We refer to Kawohl, Lucia and Prashanth~\cite{kaw} for a recent
 generalization of the previous result to some indefinite
quasilinear problems. For the case $p=q$ we refer to
Lindqvist~\cite{lqv0}.

In general, Theorem~\ref{uniray} does not hold if $q>p$;
 see \cite{kawohl} and \cite{naza} where the case of a sufficiently
thin annulus is considered. However, as one may expect,
if $\Omega$ is a ball then $\lambda_1(p,q)$ is simple.
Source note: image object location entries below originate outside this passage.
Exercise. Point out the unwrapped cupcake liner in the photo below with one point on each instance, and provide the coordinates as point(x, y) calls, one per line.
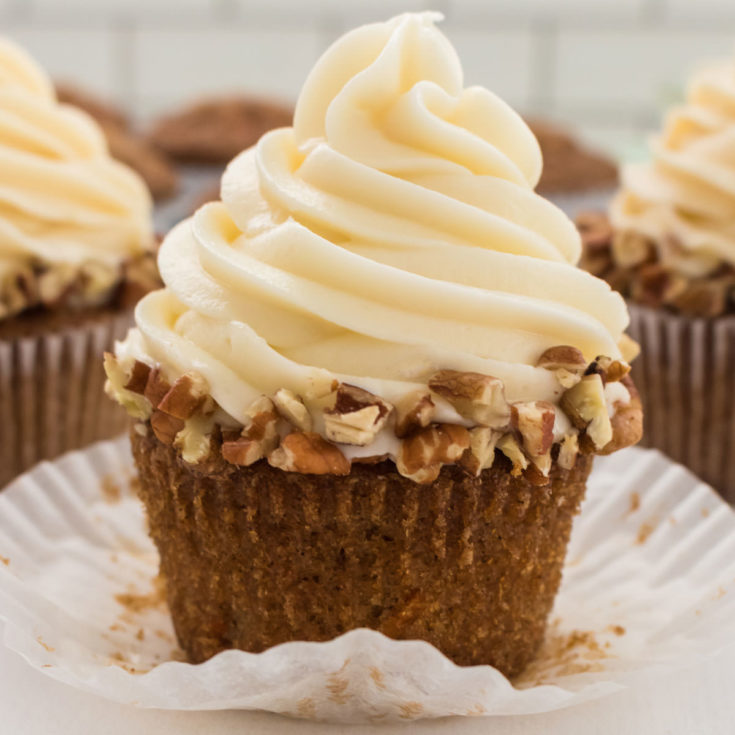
point(649, 586)
point(686, 377)
point(51, 393)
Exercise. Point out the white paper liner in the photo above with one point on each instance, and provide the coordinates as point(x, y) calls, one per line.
point(649, 586)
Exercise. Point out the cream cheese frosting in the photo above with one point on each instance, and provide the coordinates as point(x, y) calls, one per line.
point(391, 232)
point(65, 204)
point(684, 198)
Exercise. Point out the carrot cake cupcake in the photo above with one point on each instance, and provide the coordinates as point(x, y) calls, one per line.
point(372, 389)
point(76, 251)
point(668, 245)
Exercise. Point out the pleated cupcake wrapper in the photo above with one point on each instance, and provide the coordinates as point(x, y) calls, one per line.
point(51, 393)
point(686, 376)
point(649, 586)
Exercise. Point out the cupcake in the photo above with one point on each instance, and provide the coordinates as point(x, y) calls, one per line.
point(372, 389)
point(76, 251)
point(668, 245)
point(569, 167)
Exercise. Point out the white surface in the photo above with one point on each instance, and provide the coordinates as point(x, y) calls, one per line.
point(653, 551)
point(695, 702)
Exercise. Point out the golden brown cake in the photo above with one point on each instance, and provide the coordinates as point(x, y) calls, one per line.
point(371, 391)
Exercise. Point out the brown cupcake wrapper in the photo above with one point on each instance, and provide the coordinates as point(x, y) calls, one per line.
point(255, 556)
point(52, 393)
point(686, 377)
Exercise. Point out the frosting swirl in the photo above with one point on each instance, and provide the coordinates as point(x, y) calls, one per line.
point(391, 232)
point(684, 198)
point(64, 203)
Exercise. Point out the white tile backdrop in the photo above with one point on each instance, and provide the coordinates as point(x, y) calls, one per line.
point(606, 66)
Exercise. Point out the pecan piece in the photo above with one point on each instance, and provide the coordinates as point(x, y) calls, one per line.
point(510, 447)
point(185, 396)
point(535, 420)
point(568, 451)
point(156, 387)
point(292, 408)
point(478, 397)
point(480, 455)
point(257, 439)
point(422, 455)
point(357, 416)
point(165, 426)
point(413, 412)
point(586, 407)
point(627, 421)
point(611, 371)
point(138, 377)
point(134, 403)
point(310, 454)
point(566, 362)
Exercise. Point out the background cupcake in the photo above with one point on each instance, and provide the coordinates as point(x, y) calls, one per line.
point(371, 391)
point(76, 251)
point(669, 247)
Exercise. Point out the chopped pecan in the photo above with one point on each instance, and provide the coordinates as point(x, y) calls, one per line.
point(156, 387)
point(292, 408)
point(586, 407)
point(566, 362)
point(414, 411)
point(185, 396)
point(627, 421)
point(357, 416)
point(135, 404)
point(422, 454)
point(165, 426)
point(478, 397)
point(138, 377)
point(568, 451)
point(510, 447)
point(630, 249)
point(535, 423)
point(194, 440)
point(611, 371)
point(480, 455)
point(310, 454)
point(257, 439)
point(629, 348)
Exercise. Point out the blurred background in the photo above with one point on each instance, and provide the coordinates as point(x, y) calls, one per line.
point(600, 71)
point(606, 67)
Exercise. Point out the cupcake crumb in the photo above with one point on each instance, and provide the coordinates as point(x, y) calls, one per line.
point(377, 676)
point(410, 710)
point(635, 502)
point(45, 645)
point(645, 530)
point(305, 707)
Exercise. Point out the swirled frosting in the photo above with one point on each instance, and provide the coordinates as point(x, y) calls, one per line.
point(684, 198)
point(65, 205)
point(391, 232)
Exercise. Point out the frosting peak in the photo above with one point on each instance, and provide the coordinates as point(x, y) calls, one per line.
point(684, 198)
point(65, 204)
point(393, 231)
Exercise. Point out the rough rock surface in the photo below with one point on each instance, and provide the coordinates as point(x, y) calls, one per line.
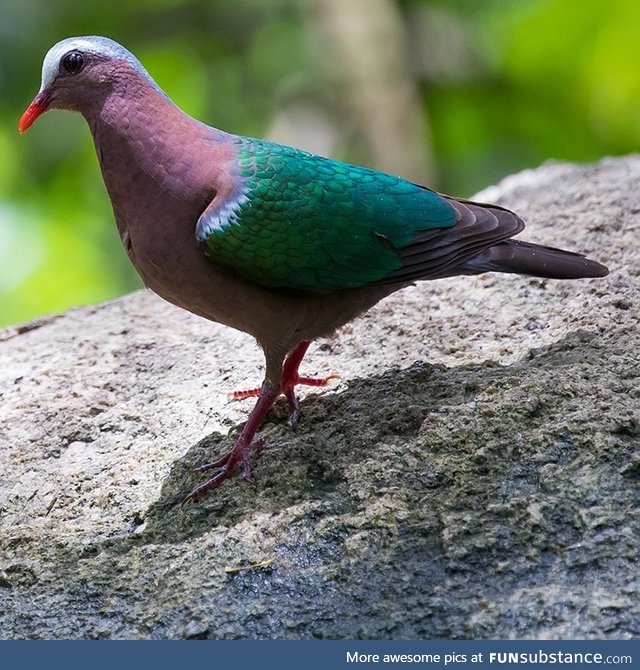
point(475, 474)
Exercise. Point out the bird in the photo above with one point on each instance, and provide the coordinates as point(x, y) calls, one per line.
point(271, 240)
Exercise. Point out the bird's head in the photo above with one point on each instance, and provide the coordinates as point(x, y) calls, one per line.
point(77, 70)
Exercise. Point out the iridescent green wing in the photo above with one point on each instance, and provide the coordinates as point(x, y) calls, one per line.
point(301, 222)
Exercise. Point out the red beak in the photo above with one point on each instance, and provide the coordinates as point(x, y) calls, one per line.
point(39, 106)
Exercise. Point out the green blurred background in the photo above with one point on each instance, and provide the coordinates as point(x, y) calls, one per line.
point(454, 93)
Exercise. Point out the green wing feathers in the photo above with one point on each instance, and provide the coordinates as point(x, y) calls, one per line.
point(312, 224)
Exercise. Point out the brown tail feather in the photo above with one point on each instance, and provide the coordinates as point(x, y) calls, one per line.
point(535, 260)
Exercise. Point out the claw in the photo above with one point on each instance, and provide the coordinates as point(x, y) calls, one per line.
point(238, 457)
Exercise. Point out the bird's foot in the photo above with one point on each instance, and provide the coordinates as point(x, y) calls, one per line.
point(226, 467)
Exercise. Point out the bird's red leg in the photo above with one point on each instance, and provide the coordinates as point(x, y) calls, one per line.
point(267, 395)
point(290, 379)
point(239, 455)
Basically,
this depends on the following theorem,  cf. \cite{kawohl}.

\begin{theorem}\label{rad}
 Let $\Omega $ be a ball in ${\mathbb{R}}^{N}$ centered at zero,
 $1<p<\infty $ and  $1<q<p^*$. Then the eigenfunctions corresponding
to $\lambda_1(p,q)$ are radial functions.
\end{theorem}

Theorem~\ref{rad} allows to pass to spherical coordinates and to
reduce our problem to an ODE as follows.
If $\Omega $ is a ball centered at zero and  $u$ is a radial
function, $u(x) =\phi (|x |)$,  then
$$
-\Delta_pu= -(p-1)|\phi '(r)|^{p-2}\phi ''(r)
-\frac{N-1}{r}|\phi '(r)|^{p-2}\phi'(r),
$$
which is well-defined for all $r> 0$ such that $\phi $ is twice
differentiable in $r$. Recall that by standard regularity theory
an eigenfunction $u$ is twice differentiable on the set
$\{x\in \Omega : \nabla u(x)\ne 0 \} $.
By writing  \eqref{classiceq} in spherical coordinates and
multiplying both sides by $r^{N-1}$ it follows that if
$u=\phi (|x|)$ is a radial eigenfunction corresponding
to the eigenvalue $\lambda$ and $\|u\|_{L^q(\Omega )}=1$ then
\begin{equation}\label{radeq}
-( r^{N-1}|\phi '|^{p-2}\phi ' )'=\lambda r^{N-1} |\phi |^{q-2}\phi .
\end{equation}
If in addition $u$ is a first eigenfunction then $u$ does not change
sign in $\Omega $; thus, by integrating equation \eqref{radeq},
one can easily prove that $\phi '$ vanishes only at $r=0$.
Hence $\phi $ is twice differentiable for all $r>0$ and  \eqref{radeq}
is satisfied in the classical sense for all $r>0$.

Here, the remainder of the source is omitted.